A novel operator-independent noninvasive device for assessing arterial reactivity

Kellen A Knowles a,1, Kerry J Stewart b,1, Joseph Tejan a,1, Pamela Ouyang b,1, Elizabeth V Ratchford b,1, Laura Sullam b,1, Kathy Magliato c,1, Michael D Whitt d,1, Harry A Silber b,1,
PMCID: PMC8984635  PMID: 35402694

Abstract

Background

Endothelial dysfunction is associated with increased risk of cardiovascular disease (CVD). Currently available noninvasive methods of measuring endothelial function have limitations. We tested a novel device that provides an automated measurement of the difference between baseline and post-ischemic, hyperemia-induced, brachial arterial compliance, a phenomenon known to be endothelium-dependent. The association between the calculated index, Flow-mediated Compliance Response (FCR), and established CVD risk indices was determined.

Methods

Adults with CVD risk factors or known coronary artery disease (CAD) were enrolled. Framingham Risk Score (FRS) was calculated and presence of metabolic syndrome (MetSyn) was assessed. Carotid artery plaques were identified by ultrasound. Cardiorespiratory fitness was assessed by 6-minute walk test (6MWT). FCR was measured using the device.

Results

Among 135 participants, mean age 49.3 +/- 17.9 years, characteristics included: 48% female, 7% smokers, 7% CAD, 10% type 2 diabetes, 34% MetSyn, and 38% with carotid plaque. Those with MetSyn had 24% lower FCR than those without (p < 0.001). Lower FCR was associated with higher FRS percentile (r = -0.29, p < 0.001), more MetSyn factors (r = -0.30, p < 0.001), more carotid plaques (r = -0.22, p = 0.01), and lower 6MWT (r = 0.34, p < 0.0001).

Conclusion

FCR, an index of arterial reactivity obtained automatically using a novel, operator-independent device, was inversely associated with established CVD risk indices, increased number of carotid plaques, and lower cardiorespiratory fitness. Whether measuring FCR could play a role in screening for CVD risk and assessing whether endothelial function changes in response to treatments aimed at CVD risk reduction, warrants further study.

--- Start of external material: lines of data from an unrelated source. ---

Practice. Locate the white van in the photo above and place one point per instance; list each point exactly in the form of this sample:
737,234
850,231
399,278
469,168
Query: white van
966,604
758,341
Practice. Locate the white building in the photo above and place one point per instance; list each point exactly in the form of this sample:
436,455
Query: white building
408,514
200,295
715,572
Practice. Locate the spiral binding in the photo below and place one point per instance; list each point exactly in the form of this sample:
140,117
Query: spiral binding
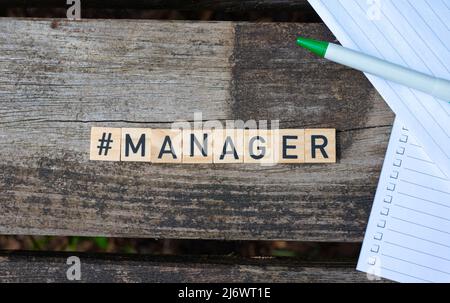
390,189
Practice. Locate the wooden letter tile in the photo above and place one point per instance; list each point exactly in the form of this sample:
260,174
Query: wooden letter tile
320,145
166,146
258,146
197,146
105,144
136,144
228,145
289,145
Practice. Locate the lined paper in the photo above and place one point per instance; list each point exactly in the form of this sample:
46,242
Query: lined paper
408,235
412,33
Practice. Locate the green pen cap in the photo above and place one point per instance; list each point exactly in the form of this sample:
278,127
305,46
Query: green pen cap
317,47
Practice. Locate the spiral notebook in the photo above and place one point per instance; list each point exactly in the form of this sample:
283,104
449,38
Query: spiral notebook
408,235
412,33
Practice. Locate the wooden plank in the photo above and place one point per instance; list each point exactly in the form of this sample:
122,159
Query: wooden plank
223,5
52,267
60,78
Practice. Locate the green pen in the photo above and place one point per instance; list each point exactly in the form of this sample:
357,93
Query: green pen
437,87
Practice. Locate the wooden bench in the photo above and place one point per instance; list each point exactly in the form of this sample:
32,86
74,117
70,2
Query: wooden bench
58,78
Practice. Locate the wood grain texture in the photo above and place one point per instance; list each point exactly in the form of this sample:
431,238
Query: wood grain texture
225,5
59,78
46,267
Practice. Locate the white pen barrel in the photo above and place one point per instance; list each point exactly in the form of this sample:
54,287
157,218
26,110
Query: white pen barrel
437,87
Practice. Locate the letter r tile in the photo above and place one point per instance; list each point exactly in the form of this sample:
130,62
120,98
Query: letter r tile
320,145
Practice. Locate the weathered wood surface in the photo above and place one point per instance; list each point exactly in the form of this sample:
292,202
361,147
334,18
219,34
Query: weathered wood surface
58,78
225,5
52,267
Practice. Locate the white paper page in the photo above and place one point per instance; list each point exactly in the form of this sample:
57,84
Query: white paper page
414,33
408,235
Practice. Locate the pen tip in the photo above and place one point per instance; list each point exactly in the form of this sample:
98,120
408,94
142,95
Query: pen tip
317,47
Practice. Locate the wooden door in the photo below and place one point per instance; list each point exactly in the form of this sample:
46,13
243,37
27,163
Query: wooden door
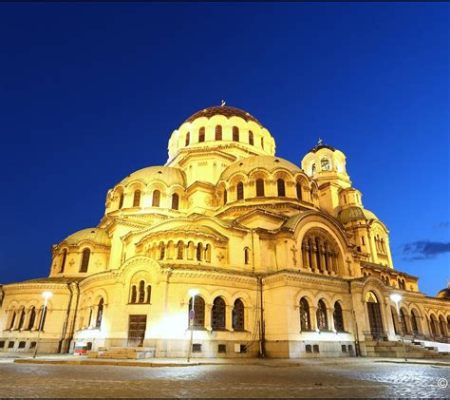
136,330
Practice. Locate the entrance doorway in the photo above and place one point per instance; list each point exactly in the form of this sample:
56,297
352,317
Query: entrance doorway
374,313
136,330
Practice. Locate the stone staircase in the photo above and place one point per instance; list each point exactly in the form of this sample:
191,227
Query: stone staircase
129,353
396,349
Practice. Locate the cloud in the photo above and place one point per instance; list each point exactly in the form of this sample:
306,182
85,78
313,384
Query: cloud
423,249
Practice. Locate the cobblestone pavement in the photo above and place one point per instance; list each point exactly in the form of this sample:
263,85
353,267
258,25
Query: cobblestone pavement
310,379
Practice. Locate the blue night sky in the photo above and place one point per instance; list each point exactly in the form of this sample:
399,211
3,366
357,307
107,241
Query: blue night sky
91,92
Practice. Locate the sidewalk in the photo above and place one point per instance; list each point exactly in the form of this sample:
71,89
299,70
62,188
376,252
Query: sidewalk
182,362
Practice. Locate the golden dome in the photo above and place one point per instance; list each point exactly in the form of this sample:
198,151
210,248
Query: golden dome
95,235
268,163
351,214
226,111
169,175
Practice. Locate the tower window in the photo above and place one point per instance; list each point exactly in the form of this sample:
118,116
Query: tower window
137,198
298,188
201,134
235,134
281,188
121,197
260,187
175,201
240,191
218,132
63,260
156,198
325,164
86,254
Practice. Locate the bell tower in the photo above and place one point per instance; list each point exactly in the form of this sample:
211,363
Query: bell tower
327,166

Abbreviations: CVD, cardiovascular disease; FCR, flow-mediated compliance response; CAD, coronary artery disease; FRS, Framingham risk score; MetSyn, metabolic syndrome; 6MWT, 6-minute walk test; FMD, flow-mediated dilation; SD, standard deviation; ANOVA, analysis of variance; PWA, pulse wave amplitude

Keywords: Endothelium, Cardiovascular disease, Cardiovascular risk factors, Arterial compliance, Endothelial dysfunction

1. Introduction

Endothelial dysfunction is widely considered to be a common pathway by which risk factors lead to atherosclerosis, and is one of the earliest measurable indicators of cardiovascular disease (CVD) [1]. Dysfunction of the endothelium has been shown to be an early marker of future adverse cardiovascular events in patients with and without CVD [2], [3], [4], [5], [6]. Hence, there has been much interest in the potential clinical utility of a noninvasive tool that could assess endothelial function. The technique most often used in clinical research to measure endothelial function, flow-mediated dilation (FMD) measures brachial arterial dilation by ultrasound in response to a hyperemic shear stress stimulus [7], [8]. The brachial artery response is mainly nitric oxide-dependent [9], [10] and correlates with coronary artery endothelial function [10], [11], [12]. However, this technique requires a highly trained operator, requires ultrasound equipment, and has substantial reported variability of measurement [3], [13], [14], [15], [16], [17]. There are techniques for assessing microcirculatory endothelial function at the fingertip, via peripheral arterial tonometry or digital thermal tracking, that are not dependent on a highly trained operator [8], [18], [19]. However, these methods are not direct measures of endothelial function and the information provided is complementary to, not equivalent to, the macrocirculatory endothelial function of conduit arteries like the brachial artery [5], [20], [21].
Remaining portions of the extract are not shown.